Help and advice really appreciated. Its all new and a little overwhelming. 

Wendy 

Just been advised that the single woman board is a good starting point! thankyou laura.


----------



## wendy e (Jul 18, 2008)

Thankyou Rose x


----------



## ♥JJ1♥ (Feb 11, 2006)

Hi I am using a known donor and have been TTC with him for 3 years, we got pregnant once but sadly mc'd. He is a dear friend, gay and in a committed relationship with his partner of 15 years, who si onvolved in my care-they are both wonderful support.  Do you know someone who may help you?  Some of the girls on the lesbian board have used known donors from rainbownetwork Free sperm donors worldwide etc.

We started TTC at home doing AI, but then moved to a clinic and now are on our 5th IVF/ICSI cycle at 3 clinics and in 2 countries.  Also if you are using a known donor via a clinic you have to quarantine the sperm for 6 months in the UK and are only allowed to use frozen sperm, so it does delay things.  I would also strongly advise a sperm count as well, as 30-40% of men have low counts.

We haven't done any legal things but it si strongly advised.

Feel free to pm if you have any q's
L x

/links


----------



## lulumead (May 29, 2008)

Hi Wendy - welcome...x

I'm still thinking about whether to use known donor or clinic route where they can be traced by the child when 18.  I started by emailing all my friends with an advert to see if any knew anyone who might be interested in being a donor.  Two people were interested both gay, one not ready yet, the other is quite keen and we are currently emailing.  Having started off feeling that I definitely wanted a known donor, I'm swinging round to the clinic route.  I don't know this man at all who is willing to donate, obviously am trying to get to know him and he would want some contact....so I'm struggling with the idea that he would be in my life forever (when at the moment he is still a stranger) so I really need to know that I could work with that. Also he comes along with family and friends that he would also want the child to have some contact with which could be fantastic for the child or confusing. I'm worried, I'll be put in the position of being the one that stops them from seeing their donor 'dad' as often as they want.  The contact issue is the biggest one for me and something we are really discussing honestly.  I have no doubt that the potential donor is a lovely man (he already donates through a hospital) but I'm stressing that he'll say he's happy with limited contact (2-6 visits a year) now and then the baby will be born and he'll be totally besotted and then I'm in a potentially complicated situation.  I think if he was already a friend that I had agreed to do this with like JJ1, I'd probably be less anxious as I'd know him better. Anyway will see how it pans out. 

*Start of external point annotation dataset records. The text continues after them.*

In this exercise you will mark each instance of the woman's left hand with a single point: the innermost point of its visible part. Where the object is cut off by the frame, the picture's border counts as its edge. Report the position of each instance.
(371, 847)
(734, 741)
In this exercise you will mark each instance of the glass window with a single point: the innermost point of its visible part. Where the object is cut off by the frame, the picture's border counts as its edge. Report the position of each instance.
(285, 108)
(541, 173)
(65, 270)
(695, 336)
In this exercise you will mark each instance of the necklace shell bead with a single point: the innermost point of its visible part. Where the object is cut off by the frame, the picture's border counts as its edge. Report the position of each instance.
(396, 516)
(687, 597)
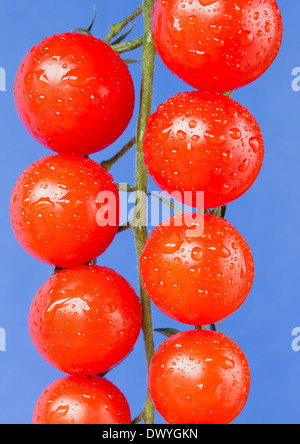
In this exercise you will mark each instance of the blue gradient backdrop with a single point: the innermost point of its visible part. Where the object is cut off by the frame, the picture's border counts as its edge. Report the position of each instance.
(268, 217)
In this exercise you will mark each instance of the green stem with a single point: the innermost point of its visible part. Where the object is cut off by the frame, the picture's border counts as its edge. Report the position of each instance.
(108, 164)
(118, 27)
(140, 231)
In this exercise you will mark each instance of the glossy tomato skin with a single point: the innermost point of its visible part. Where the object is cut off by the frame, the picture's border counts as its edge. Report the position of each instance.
(203, 142)
(74, 94)
(199, 377)
(81, 400)
(217, 45)
(197, 279)
(85, 320)
(57, 210)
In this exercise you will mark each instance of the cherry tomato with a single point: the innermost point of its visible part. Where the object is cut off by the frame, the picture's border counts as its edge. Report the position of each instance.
(85, 320)
(74, 94)
(217, 45)
(81, 400)
(199, 377)
(203, 142)
(195, 278)
(65, 210)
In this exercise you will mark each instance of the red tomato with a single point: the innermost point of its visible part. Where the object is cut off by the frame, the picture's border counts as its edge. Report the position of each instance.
(193, 278)
(85, 320)
(81, 400)
(59, 208)
(199, 377)
(74, 94)
(217, 45)
(203, 142)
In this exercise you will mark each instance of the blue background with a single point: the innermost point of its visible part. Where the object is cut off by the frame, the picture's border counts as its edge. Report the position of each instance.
(268, 217)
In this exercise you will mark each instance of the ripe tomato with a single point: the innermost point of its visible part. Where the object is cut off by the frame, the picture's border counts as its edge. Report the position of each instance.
(199, 377)
(203, 142)
(65, 210)
(85, 320)
(193, 278)
(217, 45)
(81, 400)
(74, 94)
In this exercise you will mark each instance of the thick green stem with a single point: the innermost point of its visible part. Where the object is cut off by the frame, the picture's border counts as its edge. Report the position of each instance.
(128, 46)
(140, 231)
(108, 164)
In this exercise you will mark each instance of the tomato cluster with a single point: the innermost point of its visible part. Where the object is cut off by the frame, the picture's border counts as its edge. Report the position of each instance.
(75, 96)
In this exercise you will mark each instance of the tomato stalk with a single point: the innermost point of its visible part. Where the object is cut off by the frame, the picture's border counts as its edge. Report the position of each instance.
(108, 164)
(140, 231)
(118, 27)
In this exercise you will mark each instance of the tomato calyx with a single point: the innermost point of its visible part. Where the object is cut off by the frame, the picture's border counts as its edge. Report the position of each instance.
(89, 29)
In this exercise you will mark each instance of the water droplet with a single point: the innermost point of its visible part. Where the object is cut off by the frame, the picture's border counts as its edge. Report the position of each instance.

Good luck with your plans.  I've really just started on this journey too so it is v overwhelming. I found it really useful to go and have a consultation and scan to see how things are inside - was nice to see ovaries and womb exist! and are ok! I'm still waiting to do blood tests, but I have found it a very positive way to start...feels like you are in control a bit!

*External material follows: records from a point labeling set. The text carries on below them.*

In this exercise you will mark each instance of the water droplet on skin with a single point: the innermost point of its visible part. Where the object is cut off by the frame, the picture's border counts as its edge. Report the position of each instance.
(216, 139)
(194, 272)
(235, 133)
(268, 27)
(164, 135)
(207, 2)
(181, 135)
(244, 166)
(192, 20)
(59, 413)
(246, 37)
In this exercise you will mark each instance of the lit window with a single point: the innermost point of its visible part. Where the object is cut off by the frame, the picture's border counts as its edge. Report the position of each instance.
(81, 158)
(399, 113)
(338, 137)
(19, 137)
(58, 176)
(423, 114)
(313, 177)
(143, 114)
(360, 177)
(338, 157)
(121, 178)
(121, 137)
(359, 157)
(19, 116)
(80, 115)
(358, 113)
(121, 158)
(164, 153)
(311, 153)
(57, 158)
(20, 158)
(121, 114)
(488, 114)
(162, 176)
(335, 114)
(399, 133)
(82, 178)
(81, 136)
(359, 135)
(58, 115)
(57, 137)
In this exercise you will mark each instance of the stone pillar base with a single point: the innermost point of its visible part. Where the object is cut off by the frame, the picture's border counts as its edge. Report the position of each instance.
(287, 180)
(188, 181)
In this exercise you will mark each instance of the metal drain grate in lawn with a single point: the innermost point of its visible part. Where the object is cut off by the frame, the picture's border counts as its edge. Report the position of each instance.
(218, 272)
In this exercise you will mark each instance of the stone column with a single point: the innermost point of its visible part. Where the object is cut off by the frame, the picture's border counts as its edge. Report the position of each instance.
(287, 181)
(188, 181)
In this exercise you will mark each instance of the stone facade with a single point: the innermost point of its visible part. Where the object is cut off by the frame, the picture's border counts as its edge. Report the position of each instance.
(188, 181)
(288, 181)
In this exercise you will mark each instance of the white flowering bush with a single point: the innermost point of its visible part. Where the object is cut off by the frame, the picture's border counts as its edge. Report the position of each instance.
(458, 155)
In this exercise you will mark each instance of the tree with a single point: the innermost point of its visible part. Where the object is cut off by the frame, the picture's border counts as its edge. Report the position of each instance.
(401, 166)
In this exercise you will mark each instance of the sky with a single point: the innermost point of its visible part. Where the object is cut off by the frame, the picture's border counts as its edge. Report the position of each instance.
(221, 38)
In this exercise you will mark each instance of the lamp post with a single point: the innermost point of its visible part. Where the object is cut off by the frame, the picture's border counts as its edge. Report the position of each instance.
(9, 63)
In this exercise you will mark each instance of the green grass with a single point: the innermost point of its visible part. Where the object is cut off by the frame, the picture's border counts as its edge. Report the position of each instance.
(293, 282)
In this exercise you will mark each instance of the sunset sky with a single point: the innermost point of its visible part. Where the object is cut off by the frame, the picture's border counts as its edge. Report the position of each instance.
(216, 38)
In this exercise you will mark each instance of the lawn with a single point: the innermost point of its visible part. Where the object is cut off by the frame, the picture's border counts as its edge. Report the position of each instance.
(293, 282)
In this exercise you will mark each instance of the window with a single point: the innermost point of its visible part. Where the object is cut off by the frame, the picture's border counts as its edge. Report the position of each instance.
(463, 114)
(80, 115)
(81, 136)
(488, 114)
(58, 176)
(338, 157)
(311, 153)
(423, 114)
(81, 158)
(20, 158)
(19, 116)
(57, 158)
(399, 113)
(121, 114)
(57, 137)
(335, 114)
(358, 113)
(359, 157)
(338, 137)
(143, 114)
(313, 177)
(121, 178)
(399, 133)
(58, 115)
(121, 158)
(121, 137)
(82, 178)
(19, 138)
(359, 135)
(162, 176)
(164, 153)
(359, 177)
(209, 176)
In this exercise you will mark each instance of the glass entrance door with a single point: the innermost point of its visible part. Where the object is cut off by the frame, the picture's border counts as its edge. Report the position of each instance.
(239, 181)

Feel free to PM at anytime with questions - or if you want a copy of the ad! (have to admit it was a weird thing to do!)

Lisa
xx

PS people are v v supportive here so you can really discuss anything openly
PPS I've read a couple of books that I found really useful in the beginning. let me know if you want the titles...I suspect they are books that most people have read here!


----------



## ♥JJ1♥ (Feb 11, 2006)

I also found that when you tell friends that you want a child the offers come in from friends- all my male friends are gay men. I chose my donor on personality, nationality (another friend was an Aussie desperate to co-parent though and I was worried about this and I thought eventually we could end up with a long distance battle if he returned home), both of them are lovely people and very physically attractive. Also the other friend uses recreational drugs.  It turns out my chosen donor had a low count, but all it meant was that we had to change track and treatments, but the reason I chose him still stand. 

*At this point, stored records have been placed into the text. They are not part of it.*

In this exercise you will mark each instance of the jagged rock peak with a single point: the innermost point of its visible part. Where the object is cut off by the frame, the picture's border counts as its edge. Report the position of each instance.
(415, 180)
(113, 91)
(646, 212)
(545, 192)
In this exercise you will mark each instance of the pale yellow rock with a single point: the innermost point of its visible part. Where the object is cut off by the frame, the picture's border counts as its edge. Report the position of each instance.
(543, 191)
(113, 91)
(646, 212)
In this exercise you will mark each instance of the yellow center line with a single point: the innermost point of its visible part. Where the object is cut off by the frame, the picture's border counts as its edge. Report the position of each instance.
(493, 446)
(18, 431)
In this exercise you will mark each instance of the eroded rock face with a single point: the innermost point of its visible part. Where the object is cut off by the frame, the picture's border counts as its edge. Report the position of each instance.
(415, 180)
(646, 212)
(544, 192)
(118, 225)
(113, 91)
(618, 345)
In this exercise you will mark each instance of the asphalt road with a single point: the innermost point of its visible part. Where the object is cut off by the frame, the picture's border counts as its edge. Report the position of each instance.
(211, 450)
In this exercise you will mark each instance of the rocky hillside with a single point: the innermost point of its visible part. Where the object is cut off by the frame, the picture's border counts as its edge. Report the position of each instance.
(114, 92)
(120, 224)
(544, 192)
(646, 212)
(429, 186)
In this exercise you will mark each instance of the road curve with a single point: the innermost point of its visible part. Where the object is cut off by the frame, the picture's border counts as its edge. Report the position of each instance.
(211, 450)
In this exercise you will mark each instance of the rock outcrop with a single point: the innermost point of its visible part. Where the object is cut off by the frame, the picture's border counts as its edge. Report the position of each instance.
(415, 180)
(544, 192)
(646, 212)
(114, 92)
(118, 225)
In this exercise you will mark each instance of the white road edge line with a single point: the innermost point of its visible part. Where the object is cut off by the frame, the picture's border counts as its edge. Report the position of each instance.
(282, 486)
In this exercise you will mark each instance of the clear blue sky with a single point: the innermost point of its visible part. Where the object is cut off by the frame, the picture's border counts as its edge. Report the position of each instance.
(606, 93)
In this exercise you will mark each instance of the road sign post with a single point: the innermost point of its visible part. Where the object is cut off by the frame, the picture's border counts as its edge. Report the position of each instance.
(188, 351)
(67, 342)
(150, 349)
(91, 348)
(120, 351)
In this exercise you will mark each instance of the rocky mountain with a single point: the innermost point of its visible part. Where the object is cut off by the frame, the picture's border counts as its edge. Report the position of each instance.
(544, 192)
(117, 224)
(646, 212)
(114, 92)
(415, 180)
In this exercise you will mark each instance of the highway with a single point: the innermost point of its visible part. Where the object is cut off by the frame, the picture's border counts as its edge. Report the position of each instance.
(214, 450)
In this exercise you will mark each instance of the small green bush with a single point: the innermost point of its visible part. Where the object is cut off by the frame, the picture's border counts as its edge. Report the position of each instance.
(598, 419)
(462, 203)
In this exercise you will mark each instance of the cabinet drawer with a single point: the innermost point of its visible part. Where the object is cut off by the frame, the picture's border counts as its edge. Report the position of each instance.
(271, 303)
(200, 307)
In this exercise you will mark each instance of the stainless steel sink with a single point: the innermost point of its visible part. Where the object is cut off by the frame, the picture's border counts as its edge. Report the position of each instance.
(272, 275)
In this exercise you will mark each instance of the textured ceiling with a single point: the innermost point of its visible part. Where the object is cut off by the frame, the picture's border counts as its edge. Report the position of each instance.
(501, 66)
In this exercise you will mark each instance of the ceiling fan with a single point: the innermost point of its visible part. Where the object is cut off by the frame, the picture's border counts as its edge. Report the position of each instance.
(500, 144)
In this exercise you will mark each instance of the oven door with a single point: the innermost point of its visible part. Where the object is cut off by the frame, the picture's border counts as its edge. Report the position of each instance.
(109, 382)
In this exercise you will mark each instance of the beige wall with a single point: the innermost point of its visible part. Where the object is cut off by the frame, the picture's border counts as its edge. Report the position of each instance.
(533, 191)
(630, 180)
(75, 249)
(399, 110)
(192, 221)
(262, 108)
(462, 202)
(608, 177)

It was funny he and his partner were staying last night and he and I had a disagreement about something work related, and he said 'Take your managers hat off, I am your friend and it should  come first, and I'm going to be the father of your child' which I found quite nice really

L x


----------



## lulumead (May 29, 2008)

Hi JJ1

Your situation sounds great.  all the support and love without the emotional complications with a partner...and no one snoring in your bed!  (although sometimes that can be nice!)

x


----------



## wendy e (Jul 18, 2008)

Hi all, 

Thankyou for the messages, they have made me really think about approaching my friends again to see who they know and trying harder that way to find a known donor. 

I have asked a few friends but maybe too informally as whilst one or two have spoken to people they know and one guy did consider the idea...I think Lisa's approach a email/letter which asks for them to think about who they know and to help me in my 'search' may have more impact. 

I think most feel I will meet someone, but they forget time is not really on my side.

Lisa I have started to think about what to draft but yes would be great to read your letter, thankyou. 

I understand what you mean about the level of access, if you already know someone its so much easier as there is a comfort there. I guess I need to also think more about the boundaries, although I guess I am quiet open about the level of contact and it will be dependent on the donor. 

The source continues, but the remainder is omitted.